Timekeepers.1.9.

Chapter Nine: And Then Rain Walked Around For What Feels Like Ever and Apparently is Just Cold and Sad

Rain left those first people the next morning. He didn’t really know why. He didn’t want to go back up the mountain, he supposed. They did. He walked on, and so did they. 

“See you in the next life,” Pilar had said, hugging him. He took the hug, wondering at her words. He wasn’t quite sure what they meant. He didn’t know what most of their words had meant, to be honest. They felt familiar; but when he thought about any one specific utterance, he was left with nothing. 

The sun was bright in the sky, and about halfway done with its day. Rain closed his eyes, breathing in the wet air. The sun wasn’t usually so bright, in this new place. It felt nice. It felt quiet. He felt like the world was finally still enough. Enough for what, he didn’t know. To think, perhaps. To be. To breathe. 

Rain kept walking and the world kept expanding. The mountain shrank behind him, purple and low to the ground. Roads and rocks unrolled before him. He hadn’t initially known what they were. The roads, not the rocks. But they were similar enough to the goat trails, and he got the gist. 

He passed more people. He would see them from a distance, and he would smile. He would walk faster, not paying attention. Not realizing that he was walking faster. 

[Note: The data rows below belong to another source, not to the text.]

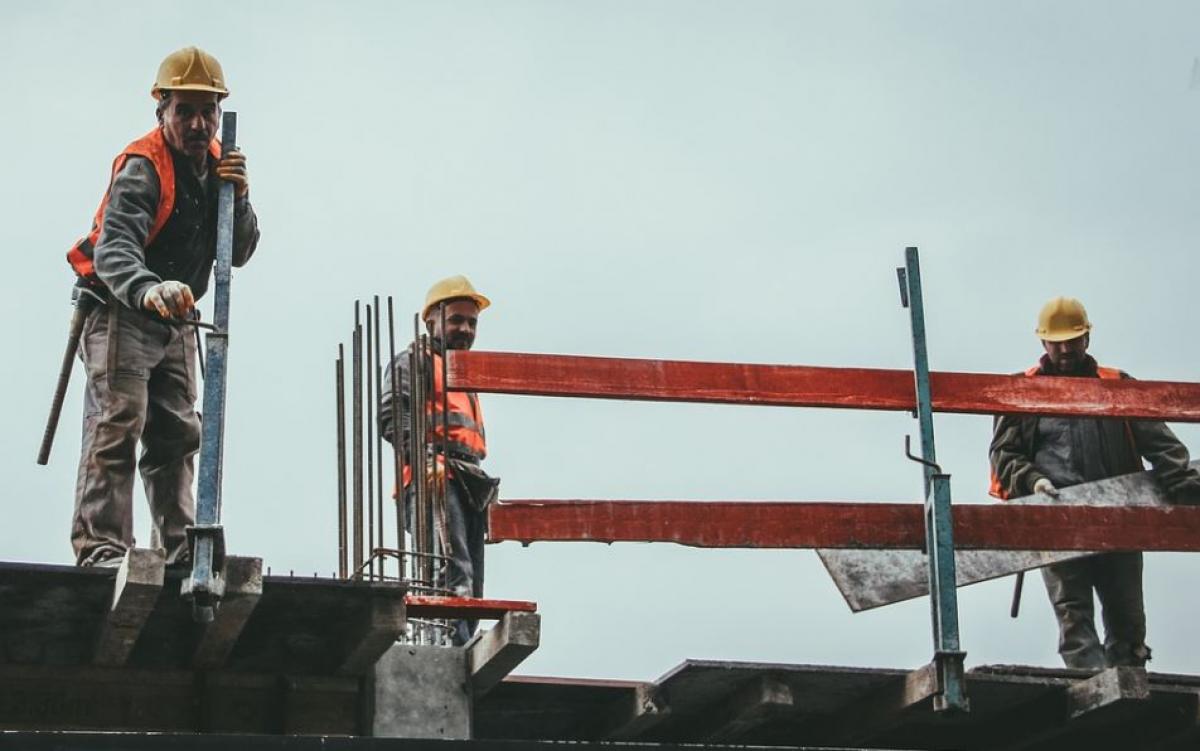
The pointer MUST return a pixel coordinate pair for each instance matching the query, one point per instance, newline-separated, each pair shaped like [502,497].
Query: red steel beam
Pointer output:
[424,606]
[869,526]
[796,385]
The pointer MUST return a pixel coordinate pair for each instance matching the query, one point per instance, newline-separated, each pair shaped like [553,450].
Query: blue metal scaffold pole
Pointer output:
[939,528]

“Hello,” he would shout, grinning, hurrying forward. And then he would see the faces. And they never were Short Mother or Tall Mother, or baby Sila. He knew that they wouldn’t be, there at the surface of his mind. But the deeper bits of him had trouble remembering what he knew. He would walk past the people, slowly. Frowning, trying to remember. He was, and his mothers, his sisters, his brothers, were not. And they were not here, most of all. 

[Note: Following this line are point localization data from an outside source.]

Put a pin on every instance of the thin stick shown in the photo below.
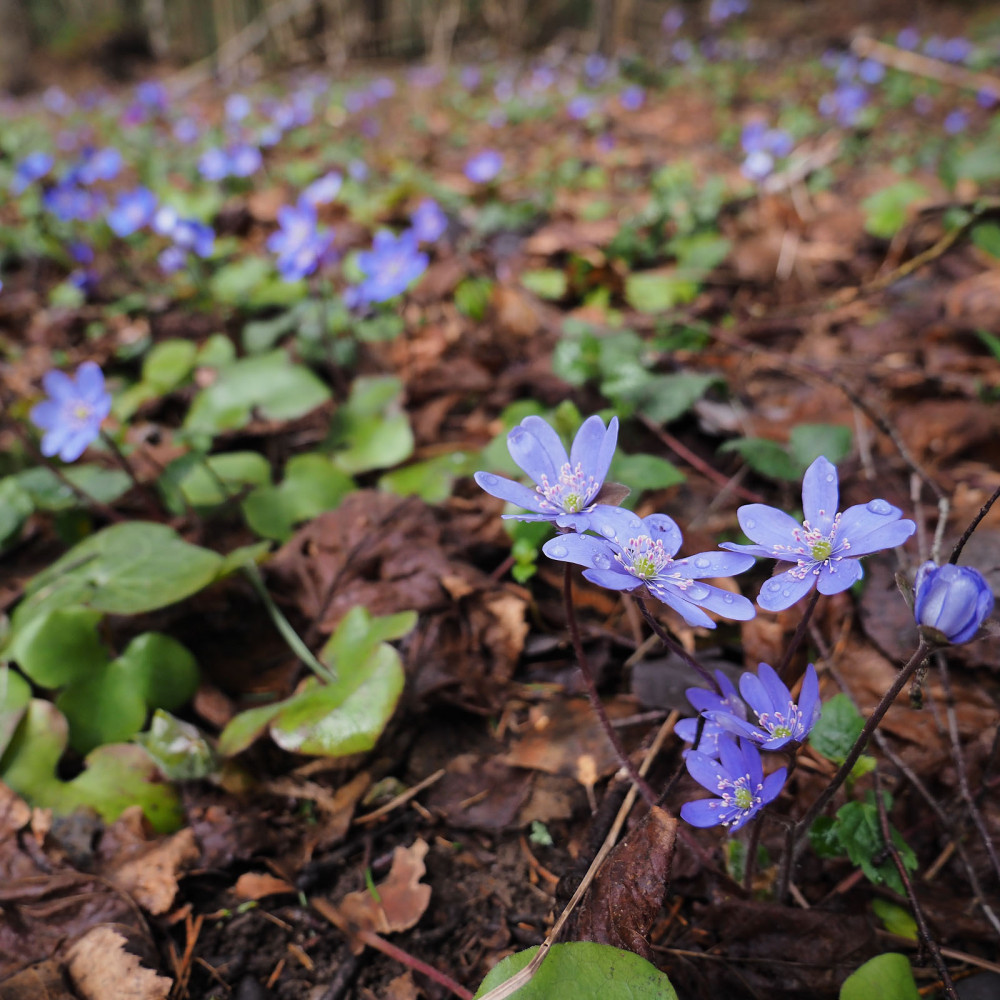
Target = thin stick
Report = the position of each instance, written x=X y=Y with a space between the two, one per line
x=592 y=692
x=800 y=632
x=967 y=534
x=921 y=653
x=675 y=647
x=915 y=907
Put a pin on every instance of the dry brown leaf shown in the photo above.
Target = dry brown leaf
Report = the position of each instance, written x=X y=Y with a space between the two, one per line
x=402 y=897
x=257 y=885
x=101 y=968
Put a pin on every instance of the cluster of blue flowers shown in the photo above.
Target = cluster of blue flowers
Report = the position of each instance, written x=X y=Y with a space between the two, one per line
x=622 y=551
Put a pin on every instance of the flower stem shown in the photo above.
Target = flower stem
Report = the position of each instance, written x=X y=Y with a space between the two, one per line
x=675 y=647
x=921 y=653
x=800 y=632
x=594 y=696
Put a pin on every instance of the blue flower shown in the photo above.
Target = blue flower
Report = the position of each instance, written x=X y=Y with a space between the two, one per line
x=132 y=211
x=737 y=777
x=429 y=221
x=952 y=600
x=780 y=720
x=484 y=166
x=826 y=546
x=565 y=484
x=391 y=266
x=300 y=246
x=72 y=415
x=627 y=552
x=705 y=702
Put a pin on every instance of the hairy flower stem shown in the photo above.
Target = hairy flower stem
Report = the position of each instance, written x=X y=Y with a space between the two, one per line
x=801 y=828
x=675 y=647
x=594 y=696
x=800 y=632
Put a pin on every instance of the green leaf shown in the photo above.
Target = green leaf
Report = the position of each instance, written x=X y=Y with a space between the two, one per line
x=213 y=480
x=168 y=364
x=268 y=383
x=371 y=430
x=807 y=442
x=546 y=282
x=583 y=970
x=115 y=776
x=666 y=397
x=659 y=291
x=59 y=646
x=884 y=977
x=837 y=729
x=125 y=569
x=179 y=749
x=312 y=485
x=896 y=918
x=887 y=210
x=431 y=480
x=644 y=472
x=15 y=696
x=986 y=236
x=766 y=457
x=15 y=507
x=48 y=492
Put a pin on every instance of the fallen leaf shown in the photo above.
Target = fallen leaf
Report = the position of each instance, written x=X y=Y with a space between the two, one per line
x=627 y=893
x=101 y=968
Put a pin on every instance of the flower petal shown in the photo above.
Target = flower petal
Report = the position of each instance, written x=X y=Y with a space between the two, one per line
x=507 y=489
x=835 y=577
x=769 y=527
x=820 y=494
x=783 y=590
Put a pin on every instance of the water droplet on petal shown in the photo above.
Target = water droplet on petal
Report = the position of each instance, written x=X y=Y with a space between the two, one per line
x=879 y=507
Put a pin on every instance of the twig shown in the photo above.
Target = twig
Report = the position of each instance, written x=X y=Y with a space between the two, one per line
x=921 y=653
x=592 y=693
x=918 y=913
x=519 y=979
x=967 y=534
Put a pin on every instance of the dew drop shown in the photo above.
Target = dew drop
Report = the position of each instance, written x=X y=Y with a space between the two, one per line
x=879 y=507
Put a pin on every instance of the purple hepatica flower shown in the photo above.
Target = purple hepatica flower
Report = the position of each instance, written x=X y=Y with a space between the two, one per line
x=566 y=485
x=952 y=600
x=32 y=168
x=132 y=211
x=391 y=266
x=737 y=777
x=484 y=166
x=780 y=720
x=826 y=547
x=627 y=552
x=72 y=415
x=298 y=243
x=729 y=702
x=428 y=221
x=324 y=189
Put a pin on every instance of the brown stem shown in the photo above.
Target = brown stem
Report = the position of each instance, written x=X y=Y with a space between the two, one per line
x=918 y=913
x=595 y=698
x=675 y=647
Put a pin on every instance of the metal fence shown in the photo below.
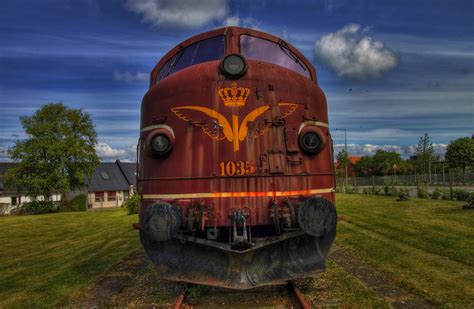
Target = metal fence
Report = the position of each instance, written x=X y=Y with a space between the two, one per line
x=438 y=179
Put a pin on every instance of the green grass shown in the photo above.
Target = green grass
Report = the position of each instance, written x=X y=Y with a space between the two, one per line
x=44 y=258
x=426 y=246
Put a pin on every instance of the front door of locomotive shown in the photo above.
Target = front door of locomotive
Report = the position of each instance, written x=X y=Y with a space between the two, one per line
x=236 y=152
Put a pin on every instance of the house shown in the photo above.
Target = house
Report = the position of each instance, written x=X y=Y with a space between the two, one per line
x=352 y=161
x=10 y=197
x=111 y=184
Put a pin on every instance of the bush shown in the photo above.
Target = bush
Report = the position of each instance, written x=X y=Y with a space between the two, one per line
x=131 y=205
x=352 y=190
x=461 y=195
x=436 y=194
x=40 y=207
x=422 y=192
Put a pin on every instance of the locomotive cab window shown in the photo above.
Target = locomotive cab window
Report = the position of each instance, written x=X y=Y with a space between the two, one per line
x=255 y=48
x=202 y=51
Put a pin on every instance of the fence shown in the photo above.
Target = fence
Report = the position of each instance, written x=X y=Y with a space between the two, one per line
x=430 y=179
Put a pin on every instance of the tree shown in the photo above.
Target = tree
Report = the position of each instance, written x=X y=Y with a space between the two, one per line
x=385 y=161
x=365 y=166
x=342 y=159
x=424 y=153
x=58 y=153
x=460 y=153
x=342 y=163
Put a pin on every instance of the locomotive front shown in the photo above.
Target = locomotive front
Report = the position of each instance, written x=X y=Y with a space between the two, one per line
x=235 y=167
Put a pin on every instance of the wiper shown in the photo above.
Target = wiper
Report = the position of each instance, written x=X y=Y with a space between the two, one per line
x=173 y=64
x=284 y=47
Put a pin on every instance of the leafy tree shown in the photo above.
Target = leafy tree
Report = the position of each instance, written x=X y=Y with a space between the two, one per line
x=58 y=153
x=365 y=166
x=342 y=162
x=342 y=159
x=384 y=161
x=424 y=153
x=460 y=153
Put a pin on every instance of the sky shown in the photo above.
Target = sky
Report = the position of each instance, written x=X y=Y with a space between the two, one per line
x=391 y=70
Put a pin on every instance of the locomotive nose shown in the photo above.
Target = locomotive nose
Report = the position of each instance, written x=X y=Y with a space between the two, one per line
x=161 y=221
x=317 y=217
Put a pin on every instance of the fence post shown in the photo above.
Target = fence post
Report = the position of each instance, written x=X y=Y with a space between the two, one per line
x=450 y=185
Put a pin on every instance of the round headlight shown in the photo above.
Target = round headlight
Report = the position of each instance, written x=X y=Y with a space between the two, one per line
x=161 y=144
x=233 y=66
x=310 y=142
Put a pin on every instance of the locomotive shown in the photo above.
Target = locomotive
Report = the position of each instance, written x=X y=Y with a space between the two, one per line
x=235 y=163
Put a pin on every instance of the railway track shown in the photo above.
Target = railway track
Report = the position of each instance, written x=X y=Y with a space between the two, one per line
x=294 y=299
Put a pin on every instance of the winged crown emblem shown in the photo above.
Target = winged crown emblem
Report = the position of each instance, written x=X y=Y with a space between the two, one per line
x=220 y=128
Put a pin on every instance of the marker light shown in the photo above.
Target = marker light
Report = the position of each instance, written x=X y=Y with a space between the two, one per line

He passed more people, and a cycle established itself: first, there was the nothing. Just him, his feet, and the drowned roads. Then there was the anticipation, as he saw a new speck, small but growing, there at the edge of the world. Then the joy, the skipping and stumbling. Then recognition. Or rather, a lack thereof. Then the sharp, sudden loneliness. Then, nothing again. These cycles got smaller the further he got from the mountaintop. He didn’t feel them as intensely. Because, after a while, the faces were just faces. He couldn’t remember what it was that they were not. After a few days, he couldn’t remember Short Mother’s face, or Tall Mother’s, and certainly not baby Sila’s. He just knew that these new faces weren’t them.

Eight days after the garden Rain reached the end of the earth. Black-blue water fanned out in front of him, surprisingly calm. It was raining. 

“Well,” he said, pushing some of the water around with his toe. It wasn’t any colder than the rest of this place. He turned around, studying the world he had come from. He hadn’t been able to see the mountain in days. The sky was too bent over everything for him to see much of anything, truth be told. 

“Well, I’m not going back,” he said, turning again to the water. He was sure it wouldn’t go on for ever, either. He thought he could make out something there, in the distance, rising up out of the black-blue expanse. 

“It’ll be fine,” he said, wading into the water. And if it’s not, he thought, at least I won’t be able to remember why. He sighed, wondering whether he should cry. No tears came, though. He dove into the waves.